La farsa zapatista veinte años después
jueves 02 de enero de 2014, 21:57h
Ha sido necesario que se cumpla el aniversario del alzamiento zapatista en Chiapas, México, para que el subcomandante Marcos y su Ejército Zapatista de Liberación Nacional (EZLN), hayan salido del absoluto olvido y roben un pequeño espacio nostálgico en los medios de comunicación. ¡Ah! ¿pero los zapatistas seguían existiendo en Chiapas? Pues sí, y no sólo eso, pues ese movimiento marxista que después también se autojustificó con argumentos indigenistas, administra “juntas de buen gobierno” en la zona selvática donde están todavía hoy instalados. Algo que no dejará de ser una sorpresa para los que conocieron e incluso jalearon sus inicios, así como también para las nuevas generaciones que oigan por primera vez las siglas de esta guerrilla. Una vez más parece cumplirse aquel apotegma atribuido precisamente a Karl Marx cuando sugirió que la Historia se repite dos veces, la primera como tragedia, y la segunda como farsa. En este caso, la tragedia estuvo a cargo del caudillo revolucionario Emiliano Zapata, ejecutado en una emboscada en abril de 1919, por más que su mito sobreviviese, asociado a aquella célebre frase que haría fortuna: "Es mejor morir de pie que vivir toda una vida de rodillas".
La repetición de aquellos hechos, ahora en clave de farsa, se inició en 1994 al mando del pseudocaudillo Subcomandante Insurgente Marcos, que repitió punto por punto gestos asociados a la legendaria actividad de Emiliano Zapata. La nueva guerrilla, así surgida hace ahora veinte años, acaparó hábilmente los medios de comunicación con su parodia del zapatismo histórico. Una farsa, en todo caso, sangrienta, que hizo derramar mucha sangre inocente. ¿Qué habría sido de aquella farsa sin el sustento mediático de la izquierda occidental –en la que destacó de forma singular la izquierda española-, tratando de construir un mito con materiales de derribo y efigies al estilo del Che Guevara? Sin ese alimento, que llegó incluso a generar un turismo singular donde conocer a los zapatistas era un aliciente más en unas vacaciones con un picante extra, aquella farsa habría languidecido aún más rápido hasta extinguirse en pocos meses.

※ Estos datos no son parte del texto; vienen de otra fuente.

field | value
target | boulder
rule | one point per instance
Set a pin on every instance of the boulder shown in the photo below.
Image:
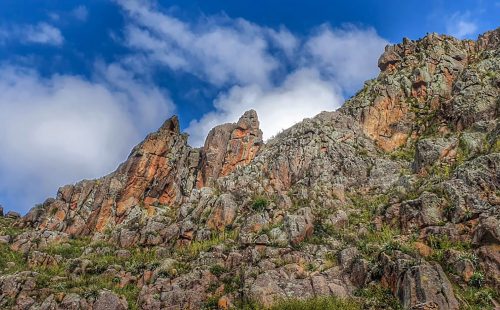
(426, 285)
(109, 301)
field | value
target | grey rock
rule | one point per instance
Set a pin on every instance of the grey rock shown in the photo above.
(109, 301)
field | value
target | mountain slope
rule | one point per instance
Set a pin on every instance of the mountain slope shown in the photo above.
(391, 201)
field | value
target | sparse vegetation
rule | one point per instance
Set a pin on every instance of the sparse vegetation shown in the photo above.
(260, 203)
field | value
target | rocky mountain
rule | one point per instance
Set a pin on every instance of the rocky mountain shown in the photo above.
(390, 202)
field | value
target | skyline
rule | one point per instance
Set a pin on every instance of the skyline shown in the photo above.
(82, 83)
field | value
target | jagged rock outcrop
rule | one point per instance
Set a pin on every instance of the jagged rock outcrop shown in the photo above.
(392, 199)
(230, 146)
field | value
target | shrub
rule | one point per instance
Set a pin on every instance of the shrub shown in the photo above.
(477, 279)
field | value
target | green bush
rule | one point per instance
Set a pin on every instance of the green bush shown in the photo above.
(317, 303)
(217, 270)
(477, 279)
(260, 204)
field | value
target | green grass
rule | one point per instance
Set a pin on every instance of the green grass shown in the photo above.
(472, 298)
(317, 303)
(192, 250)
(73, 248)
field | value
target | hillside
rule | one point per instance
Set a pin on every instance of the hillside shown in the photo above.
(390, 202)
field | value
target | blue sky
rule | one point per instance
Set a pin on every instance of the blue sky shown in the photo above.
(81, 82)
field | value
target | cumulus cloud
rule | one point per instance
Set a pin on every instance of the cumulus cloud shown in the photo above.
(348, 55)
(217, 49)
(255, 67)
(41, 33)
(461, 25)
(302, 94)
(60, 129)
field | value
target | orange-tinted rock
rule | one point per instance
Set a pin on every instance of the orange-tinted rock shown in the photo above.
(229, 146)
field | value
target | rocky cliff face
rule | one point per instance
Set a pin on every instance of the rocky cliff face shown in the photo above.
(392, 201)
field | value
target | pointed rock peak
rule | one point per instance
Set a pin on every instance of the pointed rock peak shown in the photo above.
(249, 119)
(248, 124)
(171, 124)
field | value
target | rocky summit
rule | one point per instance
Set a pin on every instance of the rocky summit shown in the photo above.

La operación mediática hizo sin embargo posible que el Subcomandante Marcos firmase un acuerdo de papel mojado con el Gobierno mexicano, y que haya sobrevivido así hasta hoy administrando lánguidamente la pobreza de los indígenas de Chiapas durante dos décadas. Metáfora perfecta de los movimientos guerrilleros de América latina, con la aspiración de empuñar su cuota de poder autoritario a costa de las carencias de la población y vivir después para mantener ese poder sin pasar jamás por las urnas, sustentándolo en las armas y en una retórica tan grandilocuente como vacía. Hoy, la farsa neozapatista ha recibido de nuevo la visita efímera de los focos mediáticos. Quizá sirva para estudiar el mecanismo interno de estas parodias en la sociedad global. Un mínimo análisis ratifica por enésima vez que movimientos guerrilleros de esta naturaleza son un factor más en los lastres que impiden el progreso. Y que éste se produce realmente gracias a los enemigos de la guerrilla, los impulsores del libre comercio.